HadoopExam Blogs

HadoopExam Learning Resources

PairRDD: It’s simple to understand, if you have ever worked with the MapReduce algorithm (you see many of the things are existing but new frameworks are created for optimization, performance and usability perspective). PairRDD is an RDD of key-value pair, it is a tuple in Scala with only two values like (value1, value2). So here value1 is a key and value2 would become value. And PairRDD represents such data. Beautiful API is available to work with the PairRDD (paired data). You don’t have to write so much code, like you to with the MapReduce programming, just few lines of code with the PairRDD API it could accomplish many things in distributed manner. Most of the places you can see word count application as an example to show you, that how 50 lines of MapReduce code can be written using Spark PairRDD with just 5 to 6 lines to accomplish the same thing. Let’s discuss each topic in detail about PairRDD for MCSD certification perspective.
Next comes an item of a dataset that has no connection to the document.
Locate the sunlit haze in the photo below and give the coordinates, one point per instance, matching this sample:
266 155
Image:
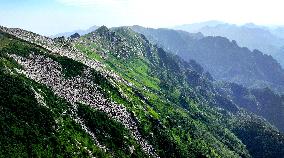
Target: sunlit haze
54 16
  1. Creating PairRDD: First of all you need to understand the concepts of the PairRDD and how it can be used. Once you understand this then learn how to convert simple RDD into PairRDD, when you load the data how it can be directly converted into PairRDD. Similar to simple RDD, PairRDD also have actions and transformations. How serialization affect while working with keys and values of the PairRDD.  Yes, you will get many questions around simple RDD and PairRDD, both combined will cover at-least 30-35% questions. Most of the questions will be asked with code snippet and sample data.
  2. PairRDD transformations: This is something difficult to grasp, as reduce() function in case of simple RDD is an action but in case of PairRDD, reduceByKey() is a transformation. So, how do you differentiate between transformation and actions? Concept remain same transformation will return new RDD and action return the expected results. When actions are applied in RDD, then transformation will be lazily evaluated.
  3. reduceByKey and groupByKey : Certainly, you will get questions based on these two methods of PairRDD. So it is expected you understand how this functions work with the data in RDD, where is and when data shuffling, what is the issue with the Network I/O etc. Which should be consider in which situation.
  4. PairRDD functions: There are various functions available in PairRDD for transformations and actions. You need to understand, how to use them for example join, leftjoin, rightjoin, union etc. What is the role of the key, when join operation is applied. Basically, you should have good exposure to PairRDD API. You will get 4-5 questions with both actions and transformations of PairRDD.
  5. Action on PairRDD: Similarly you should have good experience with the use of PairRDD actions. Certainly 2-3 questions from here.

Partitioning: Very important concepts, you should be able to create partitioning of data. How the partitioning affect your data processing, how overall performance is impacted. Like having more partitions will give you highest parallelism, but when you need to shuffle data, then partitioning is kill for performance. Yes, 2-3 questions on this section as well. Different types of available partitioner.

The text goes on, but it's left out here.